Pemkot Ambon Dorong Masyarakat Daftarkan Usaha Perikanan Dapatkan Kartu KUSUKA

  • Whatsapp
Kadis Kelautan dan Perikanan Kota Ambon, Feberien Maail
Kadis Kelautan dan Perikanan Kota Ambon, Feberien Maail

Maail: Pendaftaran kartu KUSUKA Tidak Dipungut Biaya

Ambon, MalukuPost.com – Kementrian Kelautan dan Perikanan beberapa tahun terakhir sedang mendata pelaku usaha perikanan baik di Ambon maupun Maluku menjadi satu data pelaku usaha perikanan se-Indonesia dengan mengeluarkan kartu Pelaku Usaha Kelautan dan Perikanan (KUSUKA).

Kepala Dinas (Kadis) Kelautan dan Perikanan Kota Ambon, Feberien Maail menyatakan, Pemerintah Kota mendorong para pelaku usaha yang bergerak di bidang kelautan dan Perikanan untuk segera mendaftarkan usahanya untuk mendapatkan kartu KUSUKA yang bakal berguna kedepan nanti jika ada bantuan dan tidak dipungut biaya.

“Kita harap seluruh pelaku usaha perikanan di Ambon bisa mendaftarkan secara online atau pffline melalui dinas perikanan dan tidak dipungut biaya,” ujarnya di Ambon, Kamis (03/06/2021).
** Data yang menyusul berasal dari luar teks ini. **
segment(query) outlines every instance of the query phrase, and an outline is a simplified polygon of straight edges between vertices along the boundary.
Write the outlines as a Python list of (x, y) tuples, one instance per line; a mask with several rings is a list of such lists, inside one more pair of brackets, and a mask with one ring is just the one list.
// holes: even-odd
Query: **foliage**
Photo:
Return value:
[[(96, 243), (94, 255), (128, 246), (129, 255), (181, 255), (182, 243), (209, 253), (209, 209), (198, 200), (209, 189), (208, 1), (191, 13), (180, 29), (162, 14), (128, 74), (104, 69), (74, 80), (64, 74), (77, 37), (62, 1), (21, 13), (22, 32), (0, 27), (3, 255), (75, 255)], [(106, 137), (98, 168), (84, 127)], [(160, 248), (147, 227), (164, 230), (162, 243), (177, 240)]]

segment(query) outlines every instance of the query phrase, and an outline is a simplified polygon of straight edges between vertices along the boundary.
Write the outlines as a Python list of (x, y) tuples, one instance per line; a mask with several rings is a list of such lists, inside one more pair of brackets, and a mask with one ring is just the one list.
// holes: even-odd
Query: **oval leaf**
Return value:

Dijelaskan Maail, ketika memiliki kartu Kusuka dan apabila ada bantuan dari kementerian maka data penerima tersebut sudah tercover di data nasional sehingga tepat sasaran sebagai pelaku usaha perikanan baik usaha nelayan tangkap, nelayan budidaya, kelompok pemasaran hasil perikanan, bahkan pengolah hasil perikanan.
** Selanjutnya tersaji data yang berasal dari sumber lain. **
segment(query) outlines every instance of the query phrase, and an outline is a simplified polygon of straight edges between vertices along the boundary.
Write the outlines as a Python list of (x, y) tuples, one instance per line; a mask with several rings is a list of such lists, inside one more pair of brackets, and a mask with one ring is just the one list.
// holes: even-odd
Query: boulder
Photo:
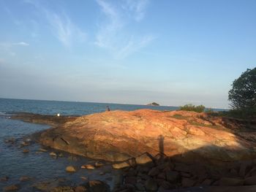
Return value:
[[(113, 162), (135, 158), (140, 165), (154, 165), (152, 156), (160, 154), (161, 159), (161, 154), (165, 157), (163, 150), (168, 157), (214, 164), (256, 157), (251, 147), (255, 142), (249, 139), (256, 133), (236, 133), (239, 131), (238, 128), (232, 133), (229, 127), (244, 126), (244, 123), (207, 113), (116, 110), (64, 123), (40, 133), (39, 142), (73, 154)], [(218, 126), (214, 126), (217, 123)]]
[(148, 172), (149, 176), (156, 176), (159, 173), (159, 169), (157, 167), (153, 167)]
[(176, 183), (179, 178), (179, 174), (177, 172), (166, 172), (166, 180), (170, 183)]
[(31, 180), (31, 178), (28, 176), (22, 176), (20, 177), (20, 181), (28, 181), (30, 180)]
[(137, 183), (135, 187), (138, 191), (145, 191), (145, 187), (141, 183)]
[(135, 158), (136, 164), (139, 165), (152, 164), (153, 158), (148, 153), (145, 153)]
[(29, 150), (25, 149), (22, 152), (24, 153), (28, 153), (29, 152)]
[(91, 180), (89, 182), (89, 191), (91, 192), (109, 192), (110, 187), (105, 183), (100, 180)]
[(57, 153), (56, 153), (55, 152), (50, 152), (49, 155), (51, 156), (57, 156)]
[(99, 167), (104, 166), (104, 164), (101, 161), (96, 161), (95, 162), (95, 166), (96, 167)]
[(74, 189), (75, 192), (86, 192), (88, 191), (88, 189), (83, 185), (79, 185), (75, 187)]
[(68, 166), (66, 167), (66, 172), (75, 172), (76, 169), (72, 166)]
[(192, 186), (194, 186), (195, 183), (196, 183), (196, 181), (195, 180), (184, 177), (184, 178), (182, 178), (181, 185), (183, 187), (189, 188)]
[(256, 185), (256, 176), (249, 177), (244, 180), (245, 185)]
[(219, 181), (221, 186), (238, 186), (244, 185), (244, 180), (237, 178), (222, 177)]
[(95, 166), (91, 164), (82, 165), (81, 169), (94, 169)]
[(126, 162), (126, 161), (124, 161), (124, 162), (121, 162), (121, 163), (116, 163), (116, 164), (114, 164), (112, 165), (112, 166), (114, 168), (114, 169), (123, 169), (123, 168), (125, 168), (125, 167), (129, 167), (129, 164)]
[(1, 182), (6, 182), (9, 180), (9, 177), (8, 176), (4, 176), (0, 178), (0, 181)]
[(145, 188), (148, 191), (157, 191), (157, 183), (152, 178), (147, 180), (145, 182)]
[(4, 191), (16, 191), (19, 190), (20, 187), (18, 185), (12, 185), (4, 187)]
[(137, 177), (127, 177), (125, 178), (125, 183), (126, 184), (136, 185)]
“Jadi misalnya ikan asar, ikan asap ataupun bakso ikan, kalau dia punya aktivitas itu bergerak di bidang perikanan itu bisa didata di situ, nah pentingnya juga kita punya pelaku usaha perikanan atau kusuka ini supaya kita punya data real kondisi usaha mereka,” ungkapnya.

Menurut Maail, pihaknya menemukan banyak yang belum terjaring karena rasa pesimis dari masyarakat yang merasa tidak murni sebagai pelaku usaha perikanan karena mempunyai pekerjaan sambilan, sehingga tidak ikut melakukan pendataan.
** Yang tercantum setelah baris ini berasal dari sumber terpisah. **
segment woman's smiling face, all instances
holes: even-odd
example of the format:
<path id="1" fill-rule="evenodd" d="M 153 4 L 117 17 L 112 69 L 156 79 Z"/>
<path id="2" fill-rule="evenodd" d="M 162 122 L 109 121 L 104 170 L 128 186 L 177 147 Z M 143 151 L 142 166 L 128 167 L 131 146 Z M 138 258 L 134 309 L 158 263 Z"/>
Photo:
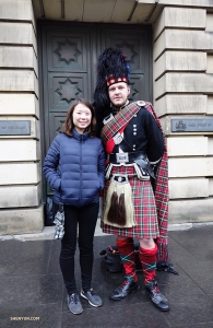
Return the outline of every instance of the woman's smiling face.
<path id="1" fill-rule="evenodd" d="M 78 104 L 73 110 L 72 120 L 75 130 L 79 133 L 83 133 L 92 120 L 91 109 L 81 103 Z"/>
“Namun jika ada bantuan dari pemerintah maka orang-orang ini tidak mendapatkannya karena tidak terdata sebagai pelaku usaha padahal secara real mereka bekerja di bidang perikanan,” tandasnya

Maail menambahkan, yang paling penting diharapkan untuk para pelaku usaha perikanan memberikan data yang benar supaya dinas bisa mengentri data tersebut, secara nasional karena harus berbasis NIK dan harus sesuai dengan kartu kependudukan supaya bisa terinput.

“Kita dorong agar masyarakat mari buat kartu KUSUKA, yang penting datang dengan data valid, dan tidak dipungut biaya,” pungkasnya.